The Cherokee National Treasure award has currently been bestowed to ninety-four artisans since its inception in 1988 by the Cherokee Nation and the Cherokee National Historic Society.
In the pages of this book you will find stories as told by the artist themselves, family, and friends that help not only showcase their craft, but also their inspirations. You’ll see basketry, pottery, weavings, woodwork, and more.
More than 60 Cherokee National Treasures gathered recently for a dinner to celebrate the book release of “Cherokee National Treasures in Their Own Words.”
“Cherokee National Treasures in Their Own Words” gives readers an exclusive opportunity to get to know each Cherokee National Treasure through their own stories, and also what motivates them to teach and carry on Cherokee language and traditions.
The Cherokee National Treasure award was established in 1988 by the tribe and Cherokee National Historical Society.
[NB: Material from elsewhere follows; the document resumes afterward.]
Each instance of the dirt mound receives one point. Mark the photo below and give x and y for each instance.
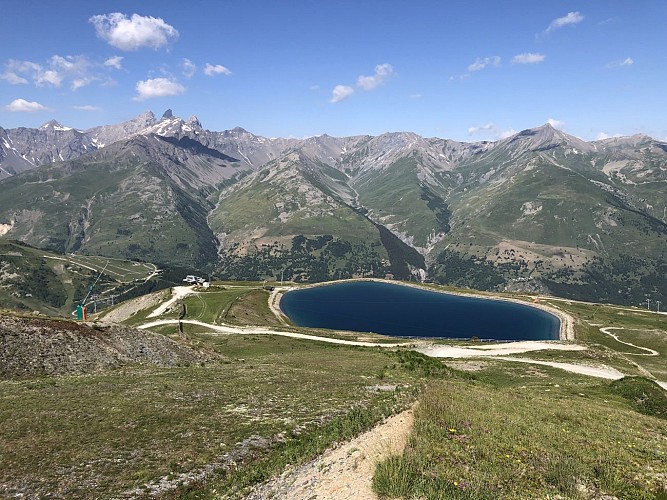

To date, the tribe has awarded 94 Cherokee Nation citizens the honor of Cherokee National Treasure to those who have shown exceptional knowledge of Cherokee art and culture. Those selected actively work to preserve and revive traditional cultural practices that are in danger of being lost from generation to generation.
As part of the book release celebration, each living Cherokee National Treasure and the family of Cherokee National Treasures who have since passed were presented a first edition copy of the book from Principal Chief Bill John Baker and Deputy Chief S. Joe Crittenden during a dinner April 13 at Sequoyah High School gym.
“This book is truly unique and offers readers a firsthand look at Cherokee heritage. All of these Treasures are invaluable sources of knowledge. Their creative expertise helps define our people today and ensures our tribal culture remains strong for the future,” said Cherokee Nation Principal Chief Bill John Baker.